Os dois encenaram tudo usando um pote de ketchup, uma mordaça e uma faca. Como prova de que o crime havia sido consumado, Carlos Roberto tirou uma fotografia da “morta” e entregou à mandante. A mulher acreditou na foto, apesar da montagem grotesca com a faca “encravada” debaixo da axila de Erenildes, que aparece na imagem amordaçada e o corpo labreado com o condimento. Maria Nilza então pagou R$ 1 mil a Carlos Roberto, que dividiu o dinheiro com Lupita.

Capa do CORREIO, de 22 de setembro de 2011 com a história de Erenildes

A farsa foi descoberta três dias depois, quando Maria Nilza viu o ‘assassino’ e ‘vítima’ na feira - os dois estariam aos beijos. Nilza ainda foi na delegacia dar queixa de estelionato.

Era o molho que faltava. Com todos esses ingredientes surreais, a partir da reportagem do CORREIO (na verdade o primeiro a contar essa história foi o radialista local Walterley Kuhin), Erenildes virou notícia nos maiores sites e jornais do Brasil e do mundo.
Mendigo
Dos principais personagens da época, apenas Erenildes e Maria Nilza permanecem em Pindobaçu, a 400 km da Salvador. Virlan, que chegou a morar com Erenildes, teria virado mendigo e depois desapareceu da região. “Ele bebia muito e virou morador de rua. Sumiu!”, conta Erenildes.
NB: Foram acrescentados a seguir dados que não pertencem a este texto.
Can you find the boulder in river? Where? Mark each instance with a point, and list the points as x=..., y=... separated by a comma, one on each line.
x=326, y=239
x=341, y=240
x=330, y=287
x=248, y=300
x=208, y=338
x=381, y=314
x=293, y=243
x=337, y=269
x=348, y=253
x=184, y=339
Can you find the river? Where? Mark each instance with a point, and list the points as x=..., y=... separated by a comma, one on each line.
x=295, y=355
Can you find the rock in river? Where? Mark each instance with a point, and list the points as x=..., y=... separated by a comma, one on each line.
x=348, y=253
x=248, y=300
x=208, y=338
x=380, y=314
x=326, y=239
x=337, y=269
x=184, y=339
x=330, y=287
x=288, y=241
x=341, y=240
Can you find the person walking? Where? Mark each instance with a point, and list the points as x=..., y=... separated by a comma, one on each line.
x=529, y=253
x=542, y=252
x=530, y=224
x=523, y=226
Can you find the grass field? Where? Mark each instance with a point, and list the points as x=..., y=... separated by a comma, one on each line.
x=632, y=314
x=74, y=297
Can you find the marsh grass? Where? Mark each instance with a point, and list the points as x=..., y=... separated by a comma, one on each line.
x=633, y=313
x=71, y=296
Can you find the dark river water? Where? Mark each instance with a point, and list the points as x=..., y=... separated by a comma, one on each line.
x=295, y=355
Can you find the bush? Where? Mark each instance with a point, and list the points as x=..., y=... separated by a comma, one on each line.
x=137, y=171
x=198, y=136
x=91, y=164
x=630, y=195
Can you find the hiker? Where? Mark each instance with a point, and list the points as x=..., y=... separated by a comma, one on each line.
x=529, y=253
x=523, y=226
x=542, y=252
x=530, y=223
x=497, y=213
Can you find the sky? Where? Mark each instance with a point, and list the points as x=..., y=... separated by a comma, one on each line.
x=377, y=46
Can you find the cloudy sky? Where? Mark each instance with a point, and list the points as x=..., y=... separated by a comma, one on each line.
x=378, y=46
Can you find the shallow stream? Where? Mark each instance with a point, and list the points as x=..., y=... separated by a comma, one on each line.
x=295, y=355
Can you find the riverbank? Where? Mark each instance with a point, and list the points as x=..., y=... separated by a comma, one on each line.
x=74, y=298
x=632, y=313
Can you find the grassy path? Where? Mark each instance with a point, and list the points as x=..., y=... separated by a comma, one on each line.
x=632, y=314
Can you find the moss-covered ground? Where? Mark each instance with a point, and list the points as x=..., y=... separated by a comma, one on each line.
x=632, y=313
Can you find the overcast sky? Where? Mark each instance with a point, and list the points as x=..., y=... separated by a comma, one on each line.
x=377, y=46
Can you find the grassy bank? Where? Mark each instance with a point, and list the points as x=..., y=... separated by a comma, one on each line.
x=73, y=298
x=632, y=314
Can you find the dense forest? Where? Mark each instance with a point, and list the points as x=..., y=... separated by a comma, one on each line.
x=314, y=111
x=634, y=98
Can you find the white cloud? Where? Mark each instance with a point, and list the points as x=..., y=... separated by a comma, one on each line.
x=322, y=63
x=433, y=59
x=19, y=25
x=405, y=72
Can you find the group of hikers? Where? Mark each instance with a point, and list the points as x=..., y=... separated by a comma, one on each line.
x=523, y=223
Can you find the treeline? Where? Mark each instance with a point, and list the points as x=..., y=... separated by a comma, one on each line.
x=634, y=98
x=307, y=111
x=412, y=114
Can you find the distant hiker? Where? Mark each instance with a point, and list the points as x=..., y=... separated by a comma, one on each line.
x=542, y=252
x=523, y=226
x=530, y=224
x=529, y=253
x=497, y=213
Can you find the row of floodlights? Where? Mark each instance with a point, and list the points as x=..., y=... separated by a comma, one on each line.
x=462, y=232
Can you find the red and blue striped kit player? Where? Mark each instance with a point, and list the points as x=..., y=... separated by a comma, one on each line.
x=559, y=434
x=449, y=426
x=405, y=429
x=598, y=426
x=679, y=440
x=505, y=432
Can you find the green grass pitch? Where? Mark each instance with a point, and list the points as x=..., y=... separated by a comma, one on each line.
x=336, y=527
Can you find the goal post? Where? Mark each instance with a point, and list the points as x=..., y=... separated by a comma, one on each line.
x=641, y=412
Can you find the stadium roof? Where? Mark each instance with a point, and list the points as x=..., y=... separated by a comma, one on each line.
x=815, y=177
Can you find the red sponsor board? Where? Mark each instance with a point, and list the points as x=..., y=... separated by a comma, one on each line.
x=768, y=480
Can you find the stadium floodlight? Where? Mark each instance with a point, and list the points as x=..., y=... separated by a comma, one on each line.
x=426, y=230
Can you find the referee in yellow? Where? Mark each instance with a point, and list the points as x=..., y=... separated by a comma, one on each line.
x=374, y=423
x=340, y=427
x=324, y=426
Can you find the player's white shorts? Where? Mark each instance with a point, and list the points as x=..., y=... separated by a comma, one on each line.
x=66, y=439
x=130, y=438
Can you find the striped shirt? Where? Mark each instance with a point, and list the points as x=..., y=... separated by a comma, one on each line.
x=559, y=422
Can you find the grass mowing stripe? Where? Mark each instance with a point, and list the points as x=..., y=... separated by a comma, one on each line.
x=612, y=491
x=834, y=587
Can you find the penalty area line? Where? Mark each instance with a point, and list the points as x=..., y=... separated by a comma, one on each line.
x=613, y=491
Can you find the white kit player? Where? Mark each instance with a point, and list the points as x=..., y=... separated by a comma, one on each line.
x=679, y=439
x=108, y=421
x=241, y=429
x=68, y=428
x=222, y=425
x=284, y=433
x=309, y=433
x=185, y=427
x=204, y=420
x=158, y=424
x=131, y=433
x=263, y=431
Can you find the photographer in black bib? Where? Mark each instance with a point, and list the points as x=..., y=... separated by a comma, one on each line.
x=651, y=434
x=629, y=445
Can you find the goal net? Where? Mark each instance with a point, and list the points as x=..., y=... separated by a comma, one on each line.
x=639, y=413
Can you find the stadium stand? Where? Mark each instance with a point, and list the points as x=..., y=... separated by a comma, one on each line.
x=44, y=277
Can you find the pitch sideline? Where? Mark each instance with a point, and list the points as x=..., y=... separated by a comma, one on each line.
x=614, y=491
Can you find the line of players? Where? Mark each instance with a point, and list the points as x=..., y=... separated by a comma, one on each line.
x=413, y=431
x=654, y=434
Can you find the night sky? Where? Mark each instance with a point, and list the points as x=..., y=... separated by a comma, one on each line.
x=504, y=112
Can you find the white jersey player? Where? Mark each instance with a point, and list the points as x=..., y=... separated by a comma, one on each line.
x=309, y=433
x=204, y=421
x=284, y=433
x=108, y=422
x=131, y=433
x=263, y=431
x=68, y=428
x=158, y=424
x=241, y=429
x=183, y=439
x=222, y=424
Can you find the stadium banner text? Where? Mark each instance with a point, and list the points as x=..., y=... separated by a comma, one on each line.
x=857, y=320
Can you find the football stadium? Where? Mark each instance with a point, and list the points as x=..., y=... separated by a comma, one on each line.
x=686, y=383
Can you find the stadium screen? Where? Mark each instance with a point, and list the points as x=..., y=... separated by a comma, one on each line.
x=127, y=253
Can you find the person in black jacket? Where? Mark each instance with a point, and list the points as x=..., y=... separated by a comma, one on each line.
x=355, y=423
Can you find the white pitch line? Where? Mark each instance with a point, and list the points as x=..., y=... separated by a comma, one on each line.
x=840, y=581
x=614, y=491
“Foi ele que me passou HIV”, afirma. Carlos Roberto, o pistoleiro, chegou a ser preso por outros crimes, mas de uns tempos para cá também não foi mais visto. “Tem anos que não vejo. Dizem que mataram”.

Maria Nilza na época: mandante? (Foto: Reprodução)

Erenildes relata que tinha uma vida normal antes de ser assediada por TVs e jornais. Do Fantástico ao Programa do Ratinho, do jornal espanhol El Pais ao inglês The Guardian, do Mais Você de Ana Maria Braga à Datena, todos só queriam Ketchup.

“Perdi minha privacidade. Me arrependo do que fiz, mas também fui muito explorada”, conta. Até música a Mulher Ketchup ganhou. A banda Primodart criou um hit que tocava nas festas. A composição foi proibida depois que Lupita foi à Justiça.
Maria Nilza na época: mandante? (Foto: Reprodução)

“Ela achou que ia ganhar alguma coisa com esses convites, com essa exposição, mas no final das contas não levou nada”, disse Deusdete Moraes da Silva, 66 anos, amigo da família que todos os dias visita Erenildes. “Fomos criados juntos”. A última cartada da Mulher Ketchup foi a candidatura para vereadora, lançada nas eleições de 2012. Lupita não obteve a votação suficiente para ser eleita. 

Caps
A Mulher Ketchup vive hoje em uma casa extremamente simples, de dois quartos improvisados, sala e cozinha. Não sai dali para quase para nada. Sob efeito de remédios, dorme boa parte dos dias.

“De vez em quando vai à igreja evangélica, ali perto, e volta pra casa”, conta o vizinho, Manuel Pereira. A casa pertence ao pai, que mora com a esposa e a filha de Erenildes em outro imóvel. A Mulher Ketchup se sustenta com um salário mínimo da aposentadoria por invalidez. 

Pelo menos uma vez por semana Erenildes sai de casa para buscar remédios e seguir o tratamento no Centro de Atenção Psicossocial (Caps) da cidade. Toma três medicamentos para depressão e mais o coquetel anti-aids.

Os funcionários da unidade de saúde confirmam que Erenildes tem depressão desde antes do caso do Ketchup. “O quadro dela se agravou com essa história”, contou a enfermeira Jozilda Tomaz Aguiar.
Maria Nilza na época: mandante? (Foto: Reprodução)

Localizamos também a mandante do crime. Maria Nilza manteve a versão de que foi vítima de um golpe de Carlos Roberto e Lupita. Mas, na Delegacia de Pindobaçu, encontramos um dos agentes que investigaram o caso na época. Identificando-se apenas como Enéas, ele conta que a versão da farsa com o ketchup se mostrou a mais coerente. Ele informou que o inquérito policial 39/11 foi finalizado e o caso remetido à Justiça. 

No fórum, um dos funcionários do cartório, Cícero da Silva Júnior, disse que o processo foi arquivado. O caso havia sido registrado como estelionato. Mas, perguntamos, quem foi o estelionatário de quem? “Deus é que sabe. Tem casos que nem o Direito consegue entender”.